Recently the Boston Area Rape Crisis Center launched a poll asking women to answer questions about whether they feel safe riding in taxi cabs in Boston, a response to reports of sexual assaults and other crimes perpetrated by taxi drivers. (Poll is available online at www.barcc.org/active/taxi/). As I read about and consider this poll, I think of how many safety tips I've seen that encourage women to bring taxi money as a way of getting out of an unsafe situation. If a taxi, the supposed safe alternative to the T or a drunk or otherwise untrustworthy driver, is also a source of potential violence, then how do we continue to live full lives in a society in which the threat of rape is as pervasive as it is?
As I took the survey I realized that I do feel safe in taxis. Not because taxis are particulary safe places, but because I know I have the skills to protect myself. This is the beauty of what I have gained from IMPACT-- the knowledge that someone's threats won't make me freeze. The confidence that comes from knowing that if someone attempts to physically overpower me, I have numerous strategies available to protect myself. That someone intending to assault me does not make that assault inevitable. More so, that what keeps the assault from being inevitable is not the help that someone else might give me but the strength of my own voice and body. Because of the skills I've learned I don't have to limit my life for fear of what someone else might do to harm me.
This is not to say that any self-defense training makes me or anyone else invincible, but it does mean that there are many fewer places where I feel unsafe. Having the skills to physically protect ourselves against rape means that there is an essential part of rape resistance that lives in our bodies and that nobody can take away from us. If a few women can make these shifts it is personal change, if a critical mass of women can, it's social change.

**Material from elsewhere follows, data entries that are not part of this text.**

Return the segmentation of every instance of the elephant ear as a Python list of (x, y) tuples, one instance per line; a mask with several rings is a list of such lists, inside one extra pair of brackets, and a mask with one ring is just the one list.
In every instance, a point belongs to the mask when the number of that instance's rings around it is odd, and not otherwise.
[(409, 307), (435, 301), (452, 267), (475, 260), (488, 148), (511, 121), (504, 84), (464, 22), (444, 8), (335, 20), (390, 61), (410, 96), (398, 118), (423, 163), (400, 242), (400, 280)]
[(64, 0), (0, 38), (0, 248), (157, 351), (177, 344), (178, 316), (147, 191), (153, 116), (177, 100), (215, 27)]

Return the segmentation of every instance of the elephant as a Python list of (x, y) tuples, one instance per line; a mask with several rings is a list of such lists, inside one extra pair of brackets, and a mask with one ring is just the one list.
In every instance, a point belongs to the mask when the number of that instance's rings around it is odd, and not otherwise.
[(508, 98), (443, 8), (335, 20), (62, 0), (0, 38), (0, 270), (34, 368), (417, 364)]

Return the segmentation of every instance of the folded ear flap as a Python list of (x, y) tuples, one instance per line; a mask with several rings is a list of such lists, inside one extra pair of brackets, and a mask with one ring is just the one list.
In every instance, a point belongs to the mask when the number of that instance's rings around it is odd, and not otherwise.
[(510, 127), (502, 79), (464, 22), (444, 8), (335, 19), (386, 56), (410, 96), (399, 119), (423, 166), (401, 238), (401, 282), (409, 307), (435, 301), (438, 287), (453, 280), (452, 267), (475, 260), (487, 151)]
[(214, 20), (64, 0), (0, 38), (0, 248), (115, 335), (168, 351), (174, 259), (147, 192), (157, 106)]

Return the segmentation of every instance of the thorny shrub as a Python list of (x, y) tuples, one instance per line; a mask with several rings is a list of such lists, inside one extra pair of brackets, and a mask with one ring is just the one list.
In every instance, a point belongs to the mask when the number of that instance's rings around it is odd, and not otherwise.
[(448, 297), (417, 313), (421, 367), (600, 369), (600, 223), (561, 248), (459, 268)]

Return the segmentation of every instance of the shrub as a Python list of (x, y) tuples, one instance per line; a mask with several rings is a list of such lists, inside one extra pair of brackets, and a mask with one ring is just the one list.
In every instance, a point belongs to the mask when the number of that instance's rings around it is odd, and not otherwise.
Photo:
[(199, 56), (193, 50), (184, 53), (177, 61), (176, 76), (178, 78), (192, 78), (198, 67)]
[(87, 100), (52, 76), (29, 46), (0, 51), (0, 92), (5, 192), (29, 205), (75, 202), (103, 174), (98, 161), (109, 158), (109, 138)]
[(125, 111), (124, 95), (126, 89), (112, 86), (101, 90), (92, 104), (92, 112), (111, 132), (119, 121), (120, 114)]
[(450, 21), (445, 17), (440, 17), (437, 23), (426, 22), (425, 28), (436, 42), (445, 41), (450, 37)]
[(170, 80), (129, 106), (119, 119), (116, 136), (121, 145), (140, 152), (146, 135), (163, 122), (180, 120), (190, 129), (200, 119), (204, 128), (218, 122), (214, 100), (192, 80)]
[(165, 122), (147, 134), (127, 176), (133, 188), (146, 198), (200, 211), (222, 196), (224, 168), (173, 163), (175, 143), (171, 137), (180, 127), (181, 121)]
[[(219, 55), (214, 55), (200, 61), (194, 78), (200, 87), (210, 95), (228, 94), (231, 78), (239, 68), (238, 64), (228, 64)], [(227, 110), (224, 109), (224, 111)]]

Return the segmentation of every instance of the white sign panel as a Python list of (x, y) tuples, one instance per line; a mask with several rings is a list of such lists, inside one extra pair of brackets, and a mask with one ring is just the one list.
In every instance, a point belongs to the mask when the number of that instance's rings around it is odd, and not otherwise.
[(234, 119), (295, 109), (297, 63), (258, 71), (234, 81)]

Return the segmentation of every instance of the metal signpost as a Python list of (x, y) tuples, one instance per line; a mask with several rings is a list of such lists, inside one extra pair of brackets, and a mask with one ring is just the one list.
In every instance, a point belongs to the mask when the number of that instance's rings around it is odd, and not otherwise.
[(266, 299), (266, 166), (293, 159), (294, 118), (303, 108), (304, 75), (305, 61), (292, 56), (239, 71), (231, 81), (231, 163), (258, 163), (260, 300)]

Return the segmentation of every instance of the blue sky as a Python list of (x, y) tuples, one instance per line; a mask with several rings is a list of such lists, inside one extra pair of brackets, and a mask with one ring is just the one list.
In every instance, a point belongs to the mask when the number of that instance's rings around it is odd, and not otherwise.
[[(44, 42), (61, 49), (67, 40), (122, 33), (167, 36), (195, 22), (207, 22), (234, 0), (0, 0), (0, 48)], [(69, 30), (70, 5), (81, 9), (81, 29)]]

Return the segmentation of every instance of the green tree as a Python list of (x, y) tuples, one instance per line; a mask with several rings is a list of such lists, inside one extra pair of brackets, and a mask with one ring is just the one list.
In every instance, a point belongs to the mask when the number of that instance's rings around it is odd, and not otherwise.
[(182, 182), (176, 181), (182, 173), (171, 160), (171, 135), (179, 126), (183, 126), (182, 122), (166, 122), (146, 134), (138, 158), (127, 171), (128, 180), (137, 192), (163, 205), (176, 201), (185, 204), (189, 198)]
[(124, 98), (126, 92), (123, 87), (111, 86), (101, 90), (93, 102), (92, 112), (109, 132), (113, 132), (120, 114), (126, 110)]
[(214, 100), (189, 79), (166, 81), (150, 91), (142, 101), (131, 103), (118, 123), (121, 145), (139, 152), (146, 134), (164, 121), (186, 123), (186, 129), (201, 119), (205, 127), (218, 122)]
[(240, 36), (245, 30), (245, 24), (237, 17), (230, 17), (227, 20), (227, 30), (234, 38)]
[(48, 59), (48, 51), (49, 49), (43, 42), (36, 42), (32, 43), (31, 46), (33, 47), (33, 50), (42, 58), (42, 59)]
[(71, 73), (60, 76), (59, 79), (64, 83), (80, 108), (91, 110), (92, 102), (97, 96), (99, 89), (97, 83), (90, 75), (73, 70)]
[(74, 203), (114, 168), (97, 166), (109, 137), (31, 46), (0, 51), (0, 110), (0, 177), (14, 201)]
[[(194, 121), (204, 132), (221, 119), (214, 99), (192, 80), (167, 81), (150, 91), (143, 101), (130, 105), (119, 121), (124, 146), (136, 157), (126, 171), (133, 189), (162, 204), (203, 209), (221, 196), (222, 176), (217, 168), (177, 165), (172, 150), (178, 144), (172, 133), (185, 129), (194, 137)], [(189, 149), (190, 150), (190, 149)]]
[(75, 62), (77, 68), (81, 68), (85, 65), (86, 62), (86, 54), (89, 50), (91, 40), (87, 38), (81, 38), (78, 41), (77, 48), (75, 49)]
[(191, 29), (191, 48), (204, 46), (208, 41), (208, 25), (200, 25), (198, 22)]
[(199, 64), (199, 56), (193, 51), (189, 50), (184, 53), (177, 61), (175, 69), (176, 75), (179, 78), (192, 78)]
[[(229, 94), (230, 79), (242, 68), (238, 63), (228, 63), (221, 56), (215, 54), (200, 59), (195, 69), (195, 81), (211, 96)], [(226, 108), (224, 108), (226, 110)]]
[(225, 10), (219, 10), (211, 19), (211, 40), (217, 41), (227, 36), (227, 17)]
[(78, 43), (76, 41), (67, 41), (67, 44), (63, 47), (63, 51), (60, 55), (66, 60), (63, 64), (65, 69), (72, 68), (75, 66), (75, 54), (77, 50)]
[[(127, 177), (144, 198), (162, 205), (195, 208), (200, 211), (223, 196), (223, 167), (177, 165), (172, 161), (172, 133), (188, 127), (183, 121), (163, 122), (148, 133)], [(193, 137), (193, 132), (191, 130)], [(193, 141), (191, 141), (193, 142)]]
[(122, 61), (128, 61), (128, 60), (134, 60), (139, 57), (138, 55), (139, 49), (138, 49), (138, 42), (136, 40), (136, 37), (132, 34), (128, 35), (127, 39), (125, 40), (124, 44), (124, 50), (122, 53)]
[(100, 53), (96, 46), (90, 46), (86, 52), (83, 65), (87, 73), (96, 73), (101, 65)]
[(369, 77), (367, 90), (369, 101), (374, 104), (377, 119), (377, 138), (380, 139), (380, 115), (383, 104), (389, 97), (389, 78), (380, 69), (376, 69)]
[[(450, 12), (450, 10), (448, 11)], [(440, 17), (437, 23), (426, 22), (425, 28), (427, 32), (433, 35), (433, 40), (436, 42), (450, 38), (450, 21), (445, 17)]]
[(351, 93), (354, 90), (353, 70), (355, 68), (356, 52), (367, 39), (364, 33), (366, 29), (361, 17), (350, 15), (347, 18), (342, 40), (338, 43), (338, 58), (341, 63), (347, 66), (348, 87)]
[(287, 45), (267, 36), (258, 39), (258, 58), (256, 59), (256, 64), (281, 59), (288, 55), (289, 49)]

As the movement against sexual violence considers how best to respond to rapes in taxi cabs-- and rapes everywhere else-- it it critical to address the problem on multiple levels. How do people at risk to perpetrate sexual violence get licenses to drive cabs? How does law enforcement respond to survivor reports? Whether it's increased law enforcement, screening of drivers or education, demanding that institutions address this problem are key parts of change.
Just as key is the confidence that many IMPACT graduates feel in our bodies when we step into a taxi, or a bar, go on a date or climb a mountain. The confidence that comes from knowing that whether or not policing or educating or cultural change efforts stop an individual perpetrator, our voices and our bodies can.